Again in December 2014, scientists discovered a new species of fish living in the extreme conditions of the Mariana Trench, the world's deepest stretch of water located in the Pacific Ocean with a maximum known depth of 36,000 feet.
Life after catastrophic events
The largest oil spill in history occurred in January 1991 during the US invasion of Kuwait. Between five and ten million barrels of oil poured into the Persian Gulf and devastated marine wild life. Despite the catastrophe, German and Saudi researchers reported that fish and bird populations returned to pre-spill levels only three years later. The study also found that whale, dolphin and turtle populations were for the most part unaffected. About half of the oil disappeared from the water by evaporation and degradation by marine bacteria, further testifying to nature's resilience.
What they found, and they've found in other places in the world, is that nature does recover.
Marine specialist Nicolas Pilcher in Lessons learned from the largest oil spill in history (June 4, 2010)
Scientists Carl Sagan and Richard Turco warned that the burning of Kuwaiti oil wells would result in a catastrophic environmental impact similar to the 1815 explosion of the Tambora volcano in Indonesia, which included global cooling and crop failure in the surrounding area the following year killing 80,000 people. Fortunately, their dire predictions did not manifest.
In April 1986 the worst nuclear disaster in history, the explosion of reactor No. 4, occurred in Chernobyl, Ukraine.

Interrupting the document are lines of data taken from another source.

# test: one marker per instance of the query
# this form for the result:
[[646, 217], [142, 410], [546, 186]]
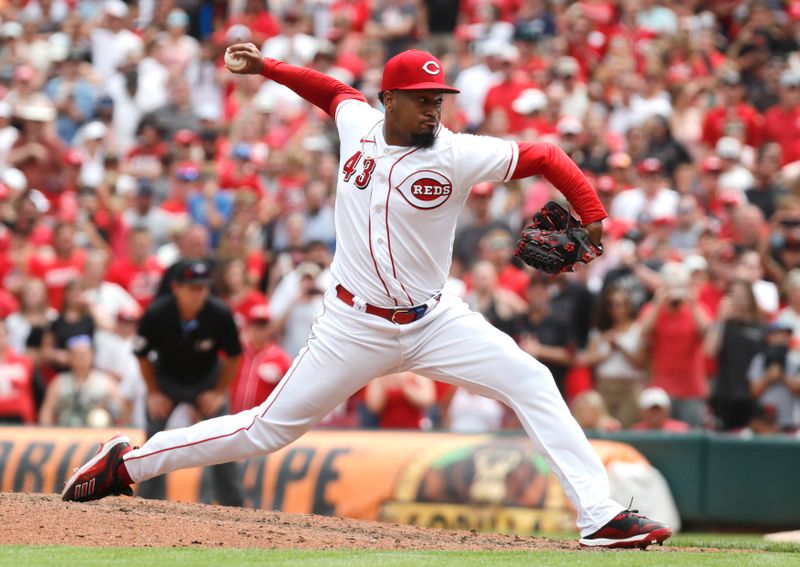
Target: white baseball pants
[[347, 348]]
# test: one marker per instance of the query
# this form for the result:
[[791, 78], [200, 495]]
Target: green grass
[[55, 556]]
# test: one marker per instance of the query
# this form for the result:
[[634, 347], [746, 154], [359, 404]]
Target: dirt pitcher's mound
[[135, 522]]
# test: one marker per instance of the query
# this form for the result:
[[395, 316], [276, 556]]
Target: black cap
[[731, 77], [145, 188], [194, 272]]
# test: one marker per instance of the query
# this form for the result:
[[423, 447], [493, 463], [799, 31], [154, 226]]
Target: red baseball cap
[[258, 312], [414, 70], [482, 189], [650, 165], [711, 164], [606, 184]]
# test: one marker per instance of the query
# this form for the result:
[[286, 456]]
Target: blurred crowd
[[125, 146]]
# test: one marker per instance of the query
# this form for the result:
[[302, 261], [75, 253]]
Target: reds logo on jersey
[[425, 189]]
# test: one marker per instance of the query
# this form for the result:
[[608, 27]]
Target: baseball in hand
[[234, 63]]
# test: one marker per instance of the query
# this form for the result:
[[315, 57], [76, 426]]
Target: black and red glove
[[555, 241]]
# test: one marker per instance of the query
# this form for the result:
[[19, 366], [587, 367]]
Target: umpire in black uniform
[[179, 340]]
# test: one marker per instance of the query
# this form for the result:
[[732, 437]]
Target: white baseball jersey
[[397, 207]]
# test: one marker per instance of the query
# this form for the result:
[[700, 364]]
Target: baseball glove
[[555, 241]]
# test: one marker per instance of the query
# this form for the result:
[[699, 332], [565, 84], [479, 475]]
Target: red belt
[[401, 316]]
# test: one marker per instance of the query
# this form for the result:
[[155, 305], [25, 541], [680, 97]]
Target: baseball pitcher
[[403, 180]]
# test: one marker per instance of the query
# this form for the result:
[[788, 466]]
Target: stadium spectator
[[81, 395], [106, 298], [114, 355], [300, 313], [138, 272], [652, 198], [17, 403], [674, 325], [775, 376], [499, 306], [467, 412], [26, 327], [617, 356], [543, 335], [733, 341], [763, 421], [590, 412], [479, 222], [654, 404], [74, 320], [236, 291], [264, 362], [57, 269], [781, 120], [189, 368], [400, 400], [767, 190], [37, 152]]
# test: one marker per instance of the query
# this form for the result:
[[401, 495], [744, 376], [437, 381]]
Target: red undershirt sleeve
[[550, 161], [317, 88]]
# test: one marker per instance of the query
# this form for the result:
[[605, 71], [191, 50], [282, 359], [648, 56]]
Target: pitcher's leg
[[337, 360], [156, 487], [462, 348]]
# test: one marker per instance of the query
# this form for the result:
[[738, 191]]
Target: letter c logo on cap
[[431, 67]]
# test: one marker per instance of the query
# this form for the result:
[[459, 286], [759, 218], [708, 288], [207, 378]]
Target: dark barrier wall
[[724, 480]]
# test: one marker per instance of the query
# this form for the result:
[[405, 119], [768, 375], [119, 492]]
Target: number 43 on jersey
[[352, 164]]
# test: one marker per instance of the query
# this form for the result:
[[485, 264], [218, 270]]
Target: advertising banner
[[495, 483]]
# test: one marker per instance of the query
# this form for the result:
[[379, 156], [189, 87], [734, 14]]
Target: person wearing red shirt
[[497, 247], [263, 365], [782, 121], [256, 18], [675, 323], [502, 95], [731, 110], [145, 159], [58, 269], [239, 171], [655, 407], [16, 384], [139, 273], [400, 400], [235, 290], [184, 184]]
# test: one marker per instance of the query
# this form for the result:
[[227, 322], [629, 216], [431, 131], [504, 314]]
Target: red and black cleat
[[98, 478], [628, 529]]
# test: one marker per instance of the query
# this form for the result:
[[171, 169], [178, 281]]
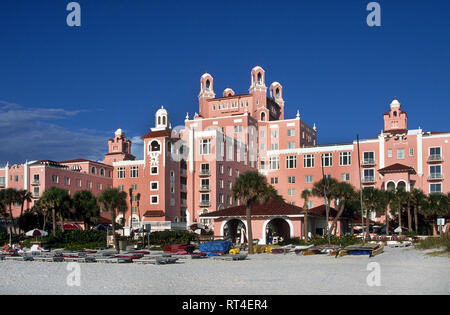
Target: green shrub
[[171, 237]]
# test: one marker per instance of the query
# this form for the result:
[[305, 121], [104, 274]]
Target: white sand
[[403, 271]]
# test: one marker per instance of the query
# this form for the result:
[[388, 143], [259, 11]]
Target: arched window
[[155, 146]]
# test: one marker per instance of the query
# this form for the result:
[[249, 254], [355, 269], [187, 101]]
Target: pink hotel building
[[187, 173]]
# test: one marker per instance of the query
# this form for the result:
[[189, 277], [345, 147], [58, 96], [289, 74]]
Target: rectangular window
[[308, 161], [205, 146], [274, 134], [153, 185], [121, 172], [134, 172], [154, 200], [345, 158], [435, 188], [327, 159], [291, 161], [274, 163]]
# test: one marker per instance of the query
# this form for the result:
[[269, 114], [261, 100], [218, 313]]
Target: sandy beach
[[403, 271]]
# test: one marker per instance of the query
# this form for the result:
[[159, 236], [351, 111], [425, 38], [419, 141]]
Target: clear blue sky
[[63, 91]]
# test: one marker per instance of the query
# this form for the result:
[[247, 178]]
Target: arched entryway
[[235, 230], [278, 227]]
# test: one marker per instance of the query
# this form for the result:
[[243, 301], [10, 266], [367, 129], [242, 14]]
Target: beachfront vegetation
[[252, 187], [113, 201]]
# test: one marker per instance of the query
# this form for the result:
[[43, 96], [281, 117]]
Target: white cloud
[[30, 134]]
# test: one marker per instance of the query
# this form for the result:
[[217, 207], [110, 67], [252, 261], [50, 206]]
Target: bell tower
[[119, 149], [206, 93], [395, 119]]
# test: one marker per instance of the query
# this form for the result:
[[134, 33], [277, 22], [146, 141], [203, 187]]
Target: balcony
[[205, 173], [369, 162], [205, 203], [204, 188], [435, 158], [368, 180], [435, 176]]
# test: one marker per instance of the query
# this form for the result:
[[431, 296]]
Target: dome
[[395, 103], [161, 111]]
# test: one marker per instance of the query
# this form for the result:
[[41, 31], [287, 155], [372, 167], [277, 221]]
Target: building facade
[[188, 172]]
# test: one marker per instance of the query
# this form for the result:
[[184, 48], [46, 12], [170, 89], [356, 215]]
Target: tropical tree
[[250, 188], [113, 200], [9, 198], [85, 206], [58, 200], [418, 198], [342, 191], [23, 196], [306, 195], [325, 188]]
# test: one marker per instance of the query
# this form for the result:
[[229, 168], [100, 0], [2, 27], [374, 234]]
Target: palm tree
[[86, 207], [10, 197], [251, 187], [58, 200], [418, 198], [342, 191], [113, 200], [325, 188], [23, 196], [306, 194]]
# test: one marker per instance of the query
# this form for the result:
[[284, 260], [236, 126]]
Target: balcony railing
[[205, 172], [204, 188], [435, 158], [369, 162], [368, 180], [435, 176], [205, 203]]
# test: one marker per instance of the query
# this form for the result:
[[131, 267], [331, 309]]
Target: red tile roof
[[154, 214], [320, 211], [156, 134], [397, 168], [270, 208]]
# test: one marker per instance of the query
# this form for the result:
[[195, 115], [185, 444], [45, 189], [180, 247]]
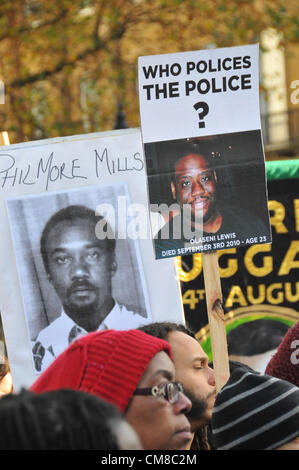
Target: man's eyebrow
[[65, 247], [166, 373], [183, 174]]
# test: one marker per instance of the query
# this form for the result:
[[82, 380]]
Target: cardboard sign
[[72, 255], [200, 125]]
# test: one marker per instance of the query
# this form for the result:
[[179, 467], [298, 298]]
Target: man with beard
[[80, 266], [193, 371]]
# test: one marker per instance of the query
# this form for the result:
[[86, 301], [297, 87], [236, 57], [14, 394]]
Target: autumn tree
[[68, 64]]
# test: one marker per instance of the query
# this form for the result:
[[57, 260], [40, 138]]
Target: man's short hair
[[70, 214], [162, 329], [191, 146]]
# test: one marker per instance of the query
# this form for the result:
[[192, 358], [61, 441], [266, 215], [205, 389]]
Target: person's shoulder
[[132, 318], [49, 330]]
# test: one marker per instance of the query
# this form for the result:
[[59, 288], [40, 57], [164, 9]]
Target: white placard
[[37, 179], [200, 123]]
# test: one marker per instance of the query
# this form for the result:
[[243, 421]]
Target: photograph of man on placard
[[95, 282], [214, 193]]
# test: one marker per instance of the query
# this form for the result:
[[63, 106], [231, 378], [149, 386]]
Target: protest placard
[[75, 251], [201, 130], [200, 124]]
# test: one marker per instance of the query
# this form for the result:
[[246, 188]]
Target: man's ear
[[173, 190]]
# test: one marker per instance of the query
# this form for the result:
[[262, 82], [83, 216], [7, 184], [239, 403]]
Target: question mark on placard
[[205, 109]]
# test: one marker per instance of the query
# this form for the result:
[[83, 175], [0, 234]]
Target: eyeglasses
[[168, 390]]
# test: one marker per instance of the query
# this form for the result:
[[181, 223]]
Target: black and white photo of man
[[80, 266]]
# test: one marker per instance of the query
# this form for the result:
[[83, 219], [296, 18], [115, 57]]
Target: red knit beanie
[[285, 363], [108, 363]]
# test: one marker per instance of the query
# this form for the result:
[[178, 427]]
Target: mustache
[[81, 284]]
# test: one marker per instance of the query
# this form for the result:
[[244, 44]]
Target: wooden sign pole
[[4, 138], [216, 318]]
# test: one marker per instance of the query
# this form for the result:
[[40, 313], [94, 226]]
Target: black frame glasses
[[168, 390]]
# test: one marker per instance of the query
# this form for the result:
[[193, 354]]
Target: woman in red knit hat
[[132, 370], [285, 363]]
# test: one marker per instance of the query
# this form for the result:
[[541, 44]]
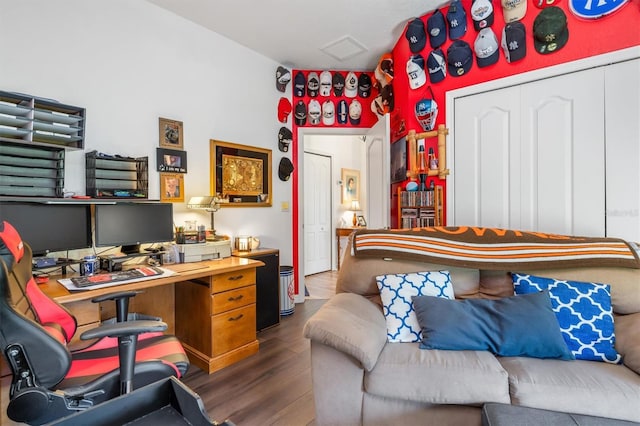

The International Atomic Energy Agency estimated that the blast was 400 times more potent than the Hiroshima bomb. In order to isolate the radioactivity, an Exclusion Zone was created that measured approximately 1,000 square miles. Amazingly, it is now the largest wildlife refuge in Europe.
... the Exclusion Zone looks like an idyllic dream. Buildings are overgrown with greenery; butterflies flutter above parking lots turned into wildflower meadows; lizards scurry over the rusting signs; packs of wolves roam freely. One begins to wonder if humans were more destructive to animals than radioactivity.
IBT writer Avedis Hadjian in (Wild)Life In A Nuclear Wasteland: 28 Years After the Chernobyl Disaster (April 26 2014)
Wolves thrive inside the Chernobyl exclusion zone (Photo by Sergey Gaschak)
Human populations rebound
Wars, diseases affecting both plants (e.g., blight) and humans (e.g., plague), floods, fires, volcanic eruptions, asteroids, have claimed millions of lives in ancient and modern times. Although human populations incur a substantial loss as a result, demographics gradually return to and exceed pre-calamitous levels.
Thus, it seems that the word of God as recorded in the Bible has prevailed. Man's ingenuity and nature's instability have not been able to thwart God's intention for a habitable earth. An assortment of living organisms flourish in the most unexpected and extreme environments. Wildlife soon return to their natural habitats even after a catastrophe. Human populations rebound. Furthermore, cosmologists calculate that the earth will continue to dwell within its habitable zone (i.e., a comfortable, life-supporting distance from the sun) for another 1.75 billion years. By that time, God will have created "a new heaven and a new earth" that will remain for eternity (Revelation 21:1-5).